Prim Care Companion CNS Disord 2017;19(2):17f02126
© Copyright 2017 Physicians Postgraduate Press, Inc.
Published online: April 20, 2017.
Corresponding author: Dean Schuyler, MD, Geriatrics/Extended Care, Ralph H. Johnson Veterans Administration Medical Center, Charleston, SC 29401 (email@example.com).
Potential conflicts of interest: None.
There is continuing discussion that adapting to a serious medical condition would be aided by meeting with a mental health professional. A survey1 of outpatients with a major medical illness seen in a medical clinic has led to a second survey. The second survey incorporated many of the elements of the first one and added to them. Rinah Shopnik, DO, who runs the oncology clinic at the Ralph H. Johnson Veterans Administration Medical Center in Charleston, South Carolina, was concerned that we were missing something while caring for our outpatients. That "something" is an emotional element that might be remedied by allowing patients the opportunity to talk with a knowledgeable mental health professional.
The second survey (Figure 1), which was created by Dr Alsfeld, was given to 151 outpatients at our hospital. A point was assigned for each positive response. Seventy-three respondents met at least 1 of the following criteria: a mean survey score > 16 points (of 22 questions), > 12 hours a day spent in bed, ≥ 4 hospitalizations in the past year, and anyone who checked, "If you would like to speak with someone, please check this line." The survey identified 73 outpatients appropriate for a professional to speak with. Each of these outpatients was then called by a member of the hospital staff and asked if they would like to speak with a mental health professional about adjusting to their medical condition. Of the 73 patients identified, 28 responded that they would like to speak with someone.

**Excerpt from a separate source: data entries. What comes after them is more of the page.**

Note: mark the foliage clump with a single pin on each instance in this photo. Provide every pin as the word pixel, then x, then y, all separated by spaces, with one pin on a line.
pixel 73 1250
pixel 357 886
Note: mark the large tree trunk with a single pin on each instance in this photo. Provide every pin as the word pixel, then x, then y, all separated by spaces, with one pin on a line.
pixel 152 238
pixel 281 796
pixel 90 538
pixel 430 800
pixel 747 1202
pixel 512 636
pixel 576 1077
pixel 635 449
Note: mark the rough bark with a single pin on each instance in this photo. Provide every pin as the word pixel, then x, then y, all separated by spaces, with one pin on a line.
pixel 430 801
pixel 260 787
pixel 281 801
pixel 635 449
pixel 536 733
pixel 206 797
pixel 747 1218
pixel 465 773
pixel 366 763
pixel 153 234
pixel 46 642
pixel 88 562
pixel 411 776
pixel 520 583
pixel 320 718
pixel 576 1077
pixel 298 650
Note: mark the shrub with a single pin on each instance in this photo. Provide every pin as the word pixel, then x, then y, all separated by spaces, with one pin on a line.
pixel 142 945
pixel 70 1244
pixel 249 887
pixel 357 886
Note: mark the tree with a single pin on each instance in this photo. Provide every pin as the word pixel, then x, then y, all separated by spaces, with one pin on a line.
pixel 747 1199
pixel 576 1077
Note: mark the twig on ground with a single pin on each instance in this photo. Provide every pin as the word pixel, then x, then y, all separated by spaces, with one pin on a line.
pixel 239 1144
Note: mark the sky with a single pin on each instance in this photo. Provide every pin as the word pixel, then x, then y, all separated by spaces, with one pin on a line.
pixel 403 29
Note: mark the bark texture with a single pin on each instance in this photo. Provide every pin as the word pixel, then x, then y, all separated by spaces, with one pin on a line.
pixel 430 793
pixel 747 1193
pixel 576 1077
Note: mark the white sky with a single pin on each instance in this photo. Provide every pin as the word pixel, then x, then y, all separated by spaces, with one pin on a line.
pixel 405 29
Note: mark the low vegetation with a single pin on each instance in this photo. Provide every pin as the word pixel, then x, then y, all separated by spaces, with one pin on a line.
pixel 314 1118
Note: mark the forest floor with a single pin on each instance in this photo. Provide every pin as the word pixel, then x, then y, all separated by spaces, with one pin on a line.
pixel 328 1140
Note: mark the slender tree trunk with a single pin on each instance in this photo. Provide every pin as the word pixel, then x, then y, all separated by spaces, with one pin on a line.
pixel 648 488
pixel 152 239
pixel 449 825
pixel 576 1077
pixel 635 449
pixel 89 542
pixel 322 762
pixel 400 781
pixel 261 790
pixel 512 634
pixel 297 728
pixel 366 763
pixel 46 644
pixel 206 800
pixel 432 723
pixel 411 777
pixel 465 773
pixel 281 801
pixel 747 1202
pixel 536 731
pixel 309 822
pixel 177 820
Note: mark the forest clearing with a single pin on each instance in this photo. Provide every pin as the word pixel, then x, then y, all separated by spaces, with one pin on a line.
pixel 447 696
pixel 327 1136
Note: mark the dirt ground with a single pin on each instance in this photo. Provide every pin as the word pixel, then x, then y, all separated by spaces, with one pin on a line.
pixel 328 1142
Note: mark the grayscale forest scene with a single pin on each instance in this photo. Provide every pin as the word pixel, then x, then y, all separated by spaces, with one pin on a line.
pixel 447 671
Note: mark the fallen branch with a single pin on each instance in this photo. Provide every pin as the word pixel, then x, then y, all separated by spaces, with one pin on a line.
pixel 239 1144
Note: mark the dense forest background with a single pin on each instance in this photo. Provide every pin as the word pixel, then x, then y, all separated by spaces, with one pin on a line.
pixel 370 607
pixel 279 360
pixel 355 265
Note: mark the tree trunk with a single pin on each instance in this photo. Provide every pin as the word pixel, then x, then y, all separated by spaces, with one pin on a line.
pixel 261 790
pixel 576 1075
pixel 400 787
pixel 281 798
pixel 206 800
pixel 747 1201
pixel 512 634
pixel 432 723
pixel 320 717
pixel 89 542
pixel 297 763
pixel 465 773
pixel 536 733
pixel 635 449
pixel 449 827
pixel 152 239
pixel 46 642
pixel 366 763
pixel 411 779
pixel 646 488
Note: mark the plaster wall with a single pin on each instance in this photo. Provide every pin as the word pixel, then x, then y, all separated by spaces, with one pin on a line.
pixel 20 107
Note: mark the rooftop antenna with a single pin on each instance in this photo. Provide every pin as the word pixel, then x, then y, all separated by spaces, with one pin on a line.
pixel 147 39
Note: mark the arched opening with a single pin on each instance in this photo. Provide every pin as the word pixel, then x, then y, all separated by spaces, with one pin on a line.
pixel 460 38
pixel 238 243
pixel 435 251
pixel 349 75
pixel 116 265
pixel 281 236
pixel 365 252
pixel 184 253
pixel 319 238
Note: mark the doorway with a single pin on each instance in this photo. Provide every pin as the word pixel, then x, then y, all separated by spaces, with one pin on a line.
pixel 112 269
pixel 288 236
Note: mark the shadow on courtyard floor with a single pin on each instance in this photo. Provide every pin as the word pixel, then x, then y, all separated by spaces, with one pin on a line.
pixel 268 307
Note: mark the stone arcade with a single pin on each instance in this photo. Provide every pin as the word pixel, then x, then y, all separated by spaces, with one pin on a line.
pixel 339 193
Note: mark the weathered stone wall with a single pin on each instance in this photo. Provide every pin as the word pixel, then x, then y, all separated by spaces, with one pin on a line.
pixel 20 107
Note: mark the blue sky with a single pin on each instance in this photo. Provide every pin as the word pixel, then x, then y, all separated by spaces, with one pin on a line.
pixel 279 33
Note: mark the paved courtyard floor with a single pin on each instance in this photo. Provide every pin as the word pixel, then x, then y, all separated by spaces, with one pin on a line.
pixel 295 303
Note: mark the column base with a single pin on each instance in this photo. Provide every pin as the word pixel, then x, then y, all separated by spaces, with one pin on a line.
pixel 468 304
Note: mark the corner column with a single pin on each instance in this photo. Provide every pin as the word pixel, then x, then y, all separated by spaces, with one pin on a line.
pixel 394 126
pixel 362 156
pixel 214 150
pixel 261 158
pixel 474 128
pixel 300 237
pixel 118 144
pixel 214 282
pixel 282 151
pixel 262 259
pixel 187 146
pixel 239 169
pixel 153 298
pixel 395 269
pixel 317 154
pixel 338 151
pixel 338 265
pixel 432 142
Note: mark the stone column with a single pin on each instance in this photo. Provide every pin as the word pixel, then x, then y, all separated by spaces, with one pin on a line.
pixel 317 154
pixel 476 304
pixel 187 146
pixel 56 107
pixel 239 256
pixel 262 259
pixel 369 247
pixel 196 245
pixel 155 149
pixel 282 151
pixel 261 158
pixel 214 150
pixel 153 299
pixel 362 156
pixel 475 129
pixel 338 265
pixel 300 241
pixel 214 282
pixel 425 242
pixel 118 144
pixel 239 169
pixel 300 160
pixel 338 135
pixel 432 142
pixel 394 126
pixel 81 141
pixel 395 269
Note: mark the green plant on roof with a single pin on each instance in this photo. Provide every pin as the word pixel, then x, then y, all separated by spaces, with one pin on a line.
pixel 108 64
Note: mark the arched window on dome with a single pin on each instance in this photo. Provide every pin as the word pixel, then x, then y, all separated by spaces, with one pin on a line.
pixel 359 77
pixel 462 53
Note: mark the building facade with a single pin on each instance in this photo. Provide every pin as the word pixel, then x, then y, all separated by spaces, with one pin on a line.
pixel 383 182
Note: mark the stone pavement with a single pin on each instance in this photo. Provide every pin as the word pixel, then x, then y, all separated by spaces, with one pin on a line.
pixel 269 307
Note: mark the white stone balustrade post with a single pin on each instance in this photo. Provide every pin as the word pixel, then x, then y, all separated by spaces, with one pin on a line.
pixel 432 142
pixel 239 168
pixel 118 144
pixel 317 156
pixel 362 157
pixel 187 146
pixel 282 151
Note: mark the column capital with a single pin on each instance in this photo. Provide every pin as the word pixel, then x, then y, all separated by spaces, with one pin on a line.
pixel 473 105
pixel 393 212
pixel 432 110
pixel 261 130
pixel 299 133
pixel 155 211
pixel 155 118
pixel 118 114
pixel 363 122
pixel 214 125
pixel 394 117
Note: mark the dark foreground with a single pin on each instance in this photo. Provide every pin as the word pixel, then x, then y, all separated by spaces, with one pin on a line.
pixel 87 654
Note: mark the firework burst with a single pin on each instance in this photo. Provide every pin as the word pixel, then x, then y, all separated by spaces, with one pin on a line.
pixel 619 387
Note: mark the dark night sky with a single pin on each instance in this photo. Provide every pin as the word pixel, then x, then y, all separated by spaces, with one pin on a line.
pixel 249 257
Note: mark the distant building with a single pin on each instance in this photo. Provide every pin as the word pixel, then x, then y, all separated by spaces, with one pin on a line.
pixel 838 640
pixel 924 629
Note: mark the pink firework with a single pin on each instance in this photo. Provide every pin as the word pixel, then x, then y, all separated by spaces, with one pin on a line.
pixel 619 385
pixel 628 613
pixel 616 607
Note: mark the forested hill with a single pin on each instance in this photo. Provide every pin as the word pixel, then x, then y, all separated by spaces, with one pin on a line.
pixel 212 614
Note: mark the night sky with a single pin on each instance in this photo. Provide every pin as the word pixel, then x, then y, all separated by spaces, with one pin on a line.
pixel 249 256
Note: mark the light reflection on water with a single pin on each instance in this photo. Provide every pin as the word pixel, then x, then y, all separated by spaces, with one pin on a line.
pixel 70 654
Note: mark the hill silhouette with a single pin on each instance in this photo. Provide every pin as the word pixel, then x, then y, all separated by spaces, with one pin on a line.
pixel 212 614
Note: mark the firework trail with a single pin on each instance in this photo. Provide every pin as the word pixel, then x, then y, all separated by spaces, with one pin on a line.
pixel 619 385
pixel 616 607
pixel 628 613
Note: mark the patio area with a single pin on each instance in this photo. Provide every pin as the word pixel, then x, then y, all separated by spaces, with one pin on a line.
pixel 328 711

Each of the 28 outpatients was called by Dr Schuyler. An attempt was made to set these meetings in tandem with other medical appointments that the patient already had established at the hospital. Sixteen evaluative appointments were set up. When appointments were not possible, a lengthy telephone call was done. The remainder of the patients would be called closer to a planned visit to the hospital or were not available when called. Once all of the patients who asked to be seen have been evaluated, a future survey will assess whether the visit with a psychiatrist to discuss adjustment to their illness was helpful.